In late November, the Westlake board approved the merger, and the verdict followed swiftly. "The fact that Mrs. Bing is on Westlake's board and Dr. Bing is on Harvard's might be relevant if this were Ford and General Motors," Superior Court Judge Miriam Vogel announced shortly before Christmas, crisply dismissing Kaplowitz's charge of a conflict of interest. "Since there are students of religions other than Episcopal at Harvard, and since they are apparently not troubled by it.. . church domination is not substantial," she added. Then, nailing the coffin shut, Vogel said that whatever ignorance the trustees had suffered when they were first asked to vote was cured by the time the final vote was taken.

It was over.

r was it?

On the Harvard campus, a boy was whistling the rondo of the Beethoven Violin Concerto when I arrived, a sharp rebuke to those who say that Joe Hunt, the kingpin of the Billionaire Boys Club and, by all accounts, a most charming killer, was typical of Harvard students. Inside, Tom Hudnut was eloquent and charming, by turns talking educational theory and suggesting that I call Michael Ovitz at Creative Artists Agency for a reference. When I took him up on that, Ovitz, whose own children are not yet old enough to attend either school, was better than advertised. "I'm crazy about Tom Hudnut," he told me. "The discussions I've had with him—all in social situations—tell me he has a long view for what he thinks is best for children and schools."

That day, the long view meant not telling me that the Harvard teachers are jockeying for power: everyone wants to teach sexy upper-school courses; no one wants to teach at the Westlake campus, where middle-school classes will be held. Nor did Hudnut share a remark he'd made several times to the Harvard faculty: "The people who were against the merger at Westlake have dumb daughters who are going to get eaten up. " Instead, he talked about the unstoppable dynamo the new school will become.

This enthusiasm was nowhere evident at Westlake. The students were resigned; the teachers were grateful not to have to talk about "the M word" all day. It seemed as if a great deal of the school year had been lost, as if a violation had occurred that couldn't be forgotten or forgiven. I tried to keep my conversation with Nat Reynolds on the behind-the-scenes aspects of the merger, but his eyes kept glazing over. "I hate rehashing history," he said at last. "What could I have done to avoid conflict? To speculate is fruitless."

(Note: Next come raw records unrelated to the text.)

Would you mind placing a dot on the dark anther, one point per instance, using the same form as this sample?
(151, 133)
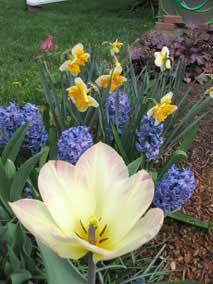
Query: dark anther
(103, 240)
(82, 226)
(103, 231)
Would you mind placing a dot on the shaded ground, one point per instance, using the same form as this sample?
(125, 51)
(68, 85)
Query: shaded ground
(190, 249)
(70, 22)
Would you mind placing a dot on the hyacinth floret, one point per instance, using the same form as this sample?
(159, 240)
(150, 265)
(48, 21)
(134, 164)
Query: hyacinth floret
(12, 117)
(149, 137)
(117, 103)
(73, 143)
(36, 135)
(174, 189)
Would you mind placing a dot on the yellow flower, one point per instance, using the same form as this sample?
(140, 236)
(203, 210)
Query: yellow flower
(115, 78)
(71, 66)
(93, 206)
(116, 46)
(79, 97)
(162, 59)
(80, 56)
(163, 109)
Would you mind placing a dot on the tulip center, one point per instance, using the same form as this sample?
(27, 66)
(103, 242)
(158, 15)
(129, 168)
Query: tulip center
(93, 231)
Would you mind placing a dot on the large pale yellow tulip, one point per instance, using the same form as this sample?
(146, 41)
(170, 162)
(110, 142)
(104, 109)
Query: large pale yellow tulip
(97, 192)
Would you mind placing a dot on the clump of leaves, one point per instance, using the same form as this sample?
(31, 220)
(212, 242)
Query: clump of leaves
(192, 47)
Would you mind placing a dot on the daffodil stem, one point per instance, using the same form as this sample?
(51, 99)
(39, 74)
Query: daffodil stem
(91, 270)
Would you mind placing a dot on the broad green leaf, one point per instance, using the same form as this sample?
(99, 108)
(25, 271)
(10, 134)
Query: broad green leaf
(22, 176)
(12, 148)
(190, 220)
(175, 158)
(119, 143)
(19, 277)
(58, 269)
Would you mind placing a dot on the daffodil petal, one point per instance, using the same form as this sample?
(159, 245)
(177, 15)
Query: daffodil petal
(165, 51)
(65, 194)
(76, 47)
(63, 67)
(101, 167)
(145, 230)
(103, 81)
(36, 218)
(133, 195)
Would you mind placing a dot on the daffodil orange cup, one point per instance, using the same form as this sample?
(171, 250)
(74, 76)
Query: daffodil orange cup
(96, 193)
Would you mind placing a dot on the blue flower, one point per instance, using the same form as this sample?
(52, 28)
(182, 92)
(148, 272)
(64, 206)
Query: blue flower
(174, 189)
(73, 143)
(36, 135)
(10, 119)
(117, 104)
(149, 137)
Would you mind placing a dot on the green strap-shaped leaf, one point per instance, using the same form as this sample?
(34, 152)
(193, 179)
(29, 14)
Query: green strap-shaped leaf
(12, 148)
(176, 157)
(119, 143)
(22, 176)
(58, 269)
(20, 276)
(190, 220)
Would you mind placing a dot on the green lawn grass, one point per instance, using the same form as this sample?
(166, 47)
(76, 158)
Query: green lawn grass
(88, 21)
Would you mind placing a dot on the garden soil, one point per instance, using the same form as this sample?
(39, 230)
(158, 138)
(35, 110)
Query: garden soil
(189, 251)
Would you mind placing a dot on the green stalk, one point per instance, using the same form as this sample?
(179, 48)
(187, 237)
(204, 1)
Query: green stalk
(91, 264)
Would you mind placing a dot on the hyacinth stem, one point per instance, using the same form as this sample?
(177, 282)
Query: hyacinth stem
(91, 264)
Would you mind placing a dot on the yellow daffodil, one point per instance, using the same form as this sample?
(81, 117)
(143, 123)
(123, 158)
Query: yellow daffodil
(209, 92)
(80, 55)
(114, 77)
(94, 198)
(79, 97)
(116, 46)
(163, 109)
(71, 66)
(162, 59)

But some still do. They are the alumnae who live in Los Angeles, who have older children or no children and thus don't fear jeopardizing their offspring's educational future by speaking out. A half-dozen of them think they know what it's all about—a plot of land near the Simi Valley that Peter Bing acquired two decades ago. In four years, these people claim, Nat Reynolds will retire and the last Westlake trustee will have departed the new board. Then someone will say, much as Helen Bing did in Ojai, "Hey, why not create a true Exeter of the West?" Then the Westlake campus will be sold to a developer, and the money will be spent on expanding Harvard-Westlake in Los Angeles and carrying out the Bings' grand scheme: to build a boarding school on their fiftyfive acres in Camarillo, forty miles away. Another, perhaps more credible scenario has both campuses being sold and a new day school—with a nice endowment—being built from scratch.

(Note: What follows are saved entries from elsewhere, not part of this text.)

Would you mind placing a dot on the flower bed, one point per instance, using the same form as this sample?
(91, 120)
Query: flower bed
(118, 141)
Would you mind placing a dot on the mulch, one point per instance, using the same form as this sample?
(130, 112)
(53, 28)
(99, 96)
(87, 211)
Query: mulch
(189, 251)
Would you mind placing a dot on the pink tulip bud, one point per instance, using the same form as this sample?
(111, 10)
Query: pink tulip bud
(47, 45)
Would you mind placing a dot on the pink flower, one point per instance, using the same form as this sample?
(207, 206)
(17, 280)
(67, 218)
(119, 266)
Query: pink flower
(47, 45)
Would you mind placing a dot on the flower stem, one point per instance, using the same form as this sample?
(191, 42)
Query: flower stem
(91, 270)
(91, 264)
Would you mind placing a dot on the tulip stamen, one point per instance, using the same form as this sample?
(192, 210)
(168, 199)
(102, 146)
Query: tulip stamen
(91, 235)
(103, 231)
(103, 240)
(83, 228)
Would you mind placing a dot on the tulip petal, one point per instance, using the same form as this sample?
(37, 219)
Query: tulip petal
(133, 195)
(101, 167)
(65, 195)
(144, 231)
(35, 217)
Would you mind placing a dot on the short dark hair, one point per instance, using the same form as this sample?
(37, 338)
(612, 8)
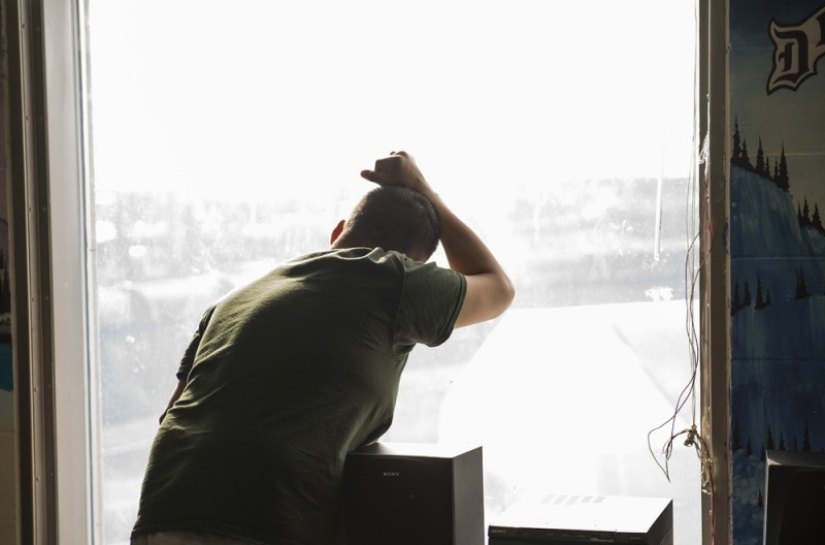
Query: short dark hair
(397, 219)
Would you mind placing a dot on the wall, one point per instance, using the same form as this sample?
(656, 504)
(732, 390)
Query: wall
(9, 511)
(776, 243)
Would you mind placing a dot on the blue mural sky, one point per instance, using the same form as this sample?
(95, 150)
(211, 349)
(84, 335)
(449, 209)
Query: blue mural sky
(795, 118)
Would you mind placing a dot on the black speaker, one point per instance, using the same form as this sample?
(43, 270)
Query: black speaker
(410, 494)
(794, 498)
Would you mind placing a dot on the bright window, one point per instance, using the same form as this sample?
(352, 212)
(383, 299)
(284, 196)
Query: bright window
(227, 136)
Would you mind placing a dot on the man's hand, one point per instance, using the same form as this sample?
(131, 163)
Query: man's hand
(398, 168)
(489, 290)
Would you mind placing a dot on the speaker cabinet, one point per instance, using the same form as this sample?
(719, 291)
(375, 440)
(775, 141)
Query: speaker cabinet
(411, 494)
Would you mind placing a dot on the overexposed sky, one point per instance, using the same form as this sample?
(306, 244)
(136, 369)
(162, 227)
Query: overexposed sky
(294, 98)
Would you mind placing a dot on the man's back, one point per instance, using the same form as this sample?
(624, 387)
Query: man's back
(287, 375)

The lawsuit still hasn't been settled, and the plaintiffs still owe their lawyer $235,000, but, short of extraordinary new revelations, Harvard and Westlake are now one. If there is a smoking gun, will the person who has it step forward in time?

Expect no miracles. Expect that some of the Westlake girls, who are so determined to be free and strong, will revert to stereotype and wind up being quiet in class and helping the Harvard boys become leaders. Expect excellence, achievement, reputation. But do not expect God to hold them in the palm of Her hand.